Only a quarter of OPM hack victims notified

Three-quarters of the 21.5 million victims of the hack on the Office of Personnel Management (OPM) still have not been notified, six months after the breach was detected.

{mosads}About 5 million notifications have been sent out so far, an agency representative told Reuters on Tuesday.

The OPM began mailing notification letters in partnership with the Defense Department at the beginning of October, alerting victims that their data was compromised and describing the suite of identity protection services they will receive for three years.

At the time, OPM acting Director Beth Cobert called for patience throughout the notification process, which she warned could take “considerable time.”

“Given the sensitive nature of the database that was breached — and the sheer volume of people affected — we are all going to have to be patient throughout this notification process.”

Officials indicated that the process would take several weeks but declined to give a more specific estimate.

A notice on the Web site of the company tapped to provide the identity protection services — doing business as ID Experts — notes that they “estimate that notifications will continue to be made over a period of 12 weeks through the beginning of December.”

In October, the Defense Information Systems Agency awarded a separate $1.8 million contract to the technology firm Advanced Onion to locate and notify victims.

The timeline of the notification process has been under intense scrutiny, in part because the first contract was not announced until two months after the breach was revealed.

“We still don’t know. Has everybody who has been potentially impacted been notified?” Rep. Will Hurd (R-Texas) demanded in September.

“One of the forms you use in the background investigations is 100 or so pages. If you had a security clearance and your neighbors were interviewed, your neighbors’ Social Security Numbers and details were included.

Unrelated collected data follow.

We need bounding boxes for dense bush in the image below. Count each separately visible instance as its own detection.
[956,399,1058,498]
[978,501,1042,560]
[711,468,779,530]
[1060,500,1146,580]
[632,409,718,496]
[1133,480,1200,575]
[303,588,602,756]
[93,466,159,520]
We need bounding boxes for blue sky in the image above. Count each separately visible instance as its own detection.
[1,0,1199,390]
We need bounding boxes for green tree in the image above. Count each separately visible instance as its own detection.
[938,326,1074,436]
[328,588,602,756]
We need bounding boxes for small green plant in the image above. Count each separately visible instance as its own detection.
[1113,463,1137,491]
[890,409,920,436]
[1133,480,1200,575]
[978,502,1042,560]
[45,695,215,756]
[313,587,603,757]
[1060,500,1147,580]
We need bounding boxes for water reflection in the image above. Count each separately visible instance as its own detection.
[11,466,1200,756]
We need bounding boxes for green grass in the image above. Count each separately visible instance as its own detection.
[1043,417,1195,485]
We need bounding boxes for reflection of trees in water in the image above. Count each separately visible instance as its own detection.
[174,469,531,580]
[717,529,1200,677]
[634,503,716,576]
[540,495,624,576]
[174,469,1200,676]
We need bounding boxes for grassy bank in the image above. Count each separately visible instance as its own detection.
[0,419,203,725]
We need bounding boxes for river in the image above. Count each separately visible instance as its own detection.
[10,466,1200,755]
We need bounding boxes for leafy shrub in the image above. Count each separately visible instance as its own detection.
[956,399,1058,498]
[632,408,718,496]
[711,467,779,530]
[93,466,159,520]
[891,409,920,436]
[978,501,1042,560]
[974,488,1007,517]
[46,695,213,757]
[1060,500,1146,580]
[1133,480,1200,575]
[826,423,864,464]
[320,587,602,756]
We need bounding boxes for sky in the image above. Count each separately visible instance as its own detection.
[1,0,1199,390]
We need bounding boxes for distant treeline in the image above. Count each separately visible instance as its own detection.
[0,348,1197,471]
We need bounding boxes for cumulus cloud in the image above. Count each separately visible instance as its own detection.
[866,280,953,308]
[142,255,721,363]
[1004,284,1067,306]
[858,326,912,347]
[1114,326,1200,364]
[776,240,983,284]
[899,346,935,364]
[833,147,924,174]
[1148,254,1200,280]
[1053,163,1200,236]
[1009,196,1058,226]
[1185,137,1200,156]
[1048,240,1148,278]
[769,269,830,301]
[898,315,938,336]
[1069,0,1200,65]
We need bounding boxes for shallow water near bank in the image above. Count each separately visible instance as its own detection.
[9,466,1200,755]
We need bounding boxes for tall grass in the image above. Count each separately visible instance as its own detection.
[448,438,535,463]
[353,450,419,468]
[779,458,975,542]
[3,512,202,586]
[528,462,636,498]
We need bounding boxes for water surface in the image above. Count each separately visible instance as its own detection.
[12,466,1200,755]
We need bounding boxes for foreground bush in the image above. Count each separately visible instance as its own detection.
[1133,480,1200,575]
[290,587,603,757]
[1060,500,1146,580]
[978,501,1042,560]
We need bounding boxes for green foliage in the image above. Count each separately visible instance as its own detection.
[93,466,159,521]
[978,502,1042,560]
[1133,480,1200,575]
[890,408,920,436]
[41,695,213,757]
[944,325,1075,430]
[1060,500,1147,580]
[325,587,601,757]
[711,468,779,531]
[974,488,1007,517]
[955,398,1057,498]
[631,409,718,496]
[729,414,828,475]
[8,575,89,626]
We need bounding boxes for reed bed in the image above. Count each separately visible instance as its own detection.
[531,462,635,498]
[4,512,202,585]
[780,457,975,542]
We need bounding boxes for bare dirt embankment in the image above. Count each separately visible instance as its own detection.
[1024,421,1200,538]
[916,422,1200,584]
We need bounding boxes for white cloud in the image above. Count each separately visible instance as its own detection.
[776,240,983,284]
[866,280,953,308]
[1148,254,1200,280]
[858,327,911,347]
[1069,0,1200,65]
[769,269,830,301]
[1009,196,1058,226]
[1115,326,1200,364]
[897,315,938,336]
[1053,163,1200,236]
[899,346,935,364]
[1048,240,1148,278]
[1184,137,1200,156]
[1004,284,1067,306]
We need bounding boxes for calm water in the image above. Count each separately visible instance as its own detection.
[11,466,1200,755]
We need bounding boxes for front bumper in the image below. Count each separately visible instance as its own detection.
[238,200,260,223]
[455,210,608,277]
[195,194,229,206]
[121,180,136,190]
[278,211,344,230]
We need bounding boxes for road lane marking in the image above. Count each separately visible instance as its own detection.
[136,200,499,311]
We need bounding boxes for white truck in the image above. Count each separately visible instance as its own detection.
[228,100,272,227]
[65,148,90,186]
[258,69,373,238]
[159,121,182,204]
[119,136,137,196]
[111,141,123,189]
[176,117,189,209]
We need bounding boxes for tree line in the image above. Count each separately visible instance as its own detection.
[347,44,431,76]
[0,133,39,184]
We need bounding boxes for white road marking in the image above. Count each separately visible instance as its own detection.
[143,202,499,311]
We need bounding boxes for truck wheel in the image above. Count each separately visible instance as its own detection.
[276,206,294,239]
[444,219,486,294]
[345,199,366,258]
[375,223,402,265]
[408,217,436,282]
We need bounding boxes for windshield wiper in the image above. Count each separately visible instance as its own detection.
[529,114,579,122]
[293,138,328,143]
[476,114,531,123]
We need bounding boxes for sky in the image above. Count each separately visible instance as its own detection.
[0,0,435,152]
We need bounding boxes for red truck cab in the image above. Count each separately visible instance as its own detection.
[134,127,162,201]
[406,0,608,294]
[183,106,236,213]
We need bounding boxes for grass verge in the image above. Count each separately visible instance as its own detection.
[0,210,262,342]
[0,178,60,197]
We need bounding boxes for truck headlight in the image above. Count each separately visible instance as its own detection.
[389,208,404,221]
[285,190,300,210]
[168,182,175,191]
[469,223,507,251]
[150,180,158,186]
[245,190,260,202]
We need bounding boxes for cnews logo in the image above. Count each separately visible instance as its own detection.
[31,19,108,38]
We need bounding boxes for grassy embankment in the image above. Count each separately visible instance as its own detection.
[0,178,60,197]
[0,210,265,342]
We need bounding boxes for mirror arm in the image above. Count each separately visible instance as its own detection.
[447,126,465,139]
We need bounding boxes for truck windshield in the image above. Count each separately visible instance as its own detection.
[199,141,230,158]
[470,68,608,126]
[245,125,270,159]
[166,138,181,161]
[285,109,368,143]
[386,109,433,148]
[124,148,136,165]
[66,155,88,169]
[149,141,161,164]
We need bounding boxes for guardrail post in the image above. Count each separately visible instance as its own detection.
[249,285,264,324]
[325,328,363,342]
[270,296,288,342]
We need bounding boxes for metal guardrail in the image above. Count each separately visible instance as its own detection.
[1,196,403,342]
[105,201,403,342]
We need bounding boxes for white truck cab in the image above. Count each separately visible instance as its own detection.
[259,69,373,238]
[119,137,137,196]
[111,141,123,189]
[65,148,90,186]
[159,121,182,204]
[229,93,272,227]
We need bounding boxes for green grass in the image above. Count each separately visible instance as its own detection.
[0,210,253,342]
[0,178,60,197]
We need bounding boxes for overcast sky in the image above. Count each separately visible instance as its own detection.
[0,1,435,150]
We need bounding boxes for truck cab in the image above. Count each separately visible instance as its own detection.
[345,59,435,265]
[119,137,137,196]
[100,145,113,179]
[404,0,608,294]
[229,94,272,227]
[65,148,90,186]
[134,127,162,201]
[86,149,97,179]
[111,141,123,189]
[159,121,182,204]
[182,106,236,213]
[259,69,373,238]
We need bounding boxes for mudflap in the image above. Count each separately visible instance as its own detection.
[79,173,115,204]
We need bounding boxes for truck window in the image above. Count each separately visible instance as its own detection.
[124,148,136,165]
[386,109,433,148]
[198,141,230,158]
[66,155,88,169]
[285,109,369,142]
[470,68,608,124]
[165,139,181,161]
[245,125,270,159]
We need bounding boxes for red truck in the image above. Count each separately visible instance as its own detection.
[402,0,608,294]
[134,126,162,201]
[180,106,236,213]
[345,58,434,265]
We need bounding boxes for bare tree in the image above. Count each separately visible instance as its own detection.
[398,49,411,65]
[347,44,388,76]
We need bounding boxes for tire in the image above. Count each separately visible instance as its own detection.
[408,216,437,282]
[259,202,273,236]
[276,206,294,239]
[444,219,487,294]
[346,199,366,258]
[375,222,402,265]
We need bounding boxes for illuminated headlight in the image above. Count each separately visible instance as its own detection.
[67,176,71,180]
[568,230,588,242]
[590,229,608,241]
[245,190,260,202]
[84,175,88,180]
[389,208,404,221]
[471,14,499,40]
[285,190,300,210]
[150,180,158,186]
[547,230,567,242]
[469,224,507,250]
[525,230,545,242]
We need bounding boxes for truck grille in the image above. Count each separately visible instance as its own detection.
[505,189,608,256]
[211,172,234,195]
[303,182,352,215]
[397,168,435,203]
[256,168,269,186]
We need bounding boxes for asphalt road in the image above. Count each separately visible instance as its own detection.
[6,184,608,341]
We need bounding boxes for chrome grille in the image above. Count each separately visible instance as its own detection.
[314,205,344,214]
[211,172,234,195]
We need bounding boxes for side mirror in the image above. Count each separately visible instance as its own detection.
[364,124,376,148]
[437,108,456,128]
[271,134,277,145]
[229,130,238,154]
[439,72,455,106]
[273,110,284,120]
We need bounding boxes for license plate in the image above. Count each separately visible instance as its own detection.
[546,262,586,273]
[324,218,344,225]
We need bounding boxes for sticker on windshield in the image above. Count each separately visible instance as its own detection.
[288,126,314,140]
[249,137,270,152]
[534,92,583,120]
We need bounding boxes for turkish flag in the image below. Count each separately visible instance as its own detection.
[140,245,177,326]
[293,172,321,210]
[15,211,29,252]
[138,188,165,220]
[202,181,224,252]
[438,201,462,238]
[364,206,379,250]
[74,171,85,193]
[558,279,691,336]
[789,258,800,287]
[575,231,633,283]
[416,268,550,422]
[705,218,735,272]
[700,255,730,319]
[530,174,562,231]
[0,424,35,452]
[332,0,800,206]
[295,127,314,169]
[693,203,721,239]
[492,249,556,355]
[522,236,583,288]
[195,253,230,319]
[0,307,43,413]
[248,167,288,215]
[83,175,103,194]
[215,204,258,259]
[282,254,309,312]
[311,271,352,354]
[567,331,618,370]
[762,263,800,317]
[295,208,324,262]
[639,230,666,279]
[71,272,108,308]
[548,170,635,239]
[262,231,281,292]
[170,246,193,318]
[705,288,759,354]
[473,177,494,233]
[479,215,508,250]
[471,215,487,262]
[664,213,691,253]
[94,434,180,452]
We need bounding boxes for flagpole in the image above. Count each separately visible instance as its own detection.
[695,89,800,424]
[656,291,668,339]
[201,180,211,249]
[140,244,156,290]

If you were married and let’s say you got divorced, was that divorced spouse notified?” Hurd asked.

The pressure is also high on both contractors and the OPM because the firm contracted to handle the first, smaller OPM breach — which compromised roughly 4.2 million personnel files — faced fierce criticism from federal workers and lawmakers.

Critics lambasted contractor CSID for having a website that crashed easily and lengthy phone waits to speak to a representative. Affected individuals were also critical of notification emails from CSID addresses that many people mistook for a scam.

This round of notifications will be sent via the U.S. Postal Service, Cobert said when the agency started mailing notifications last month.

“Email will not be used,” Cobert said.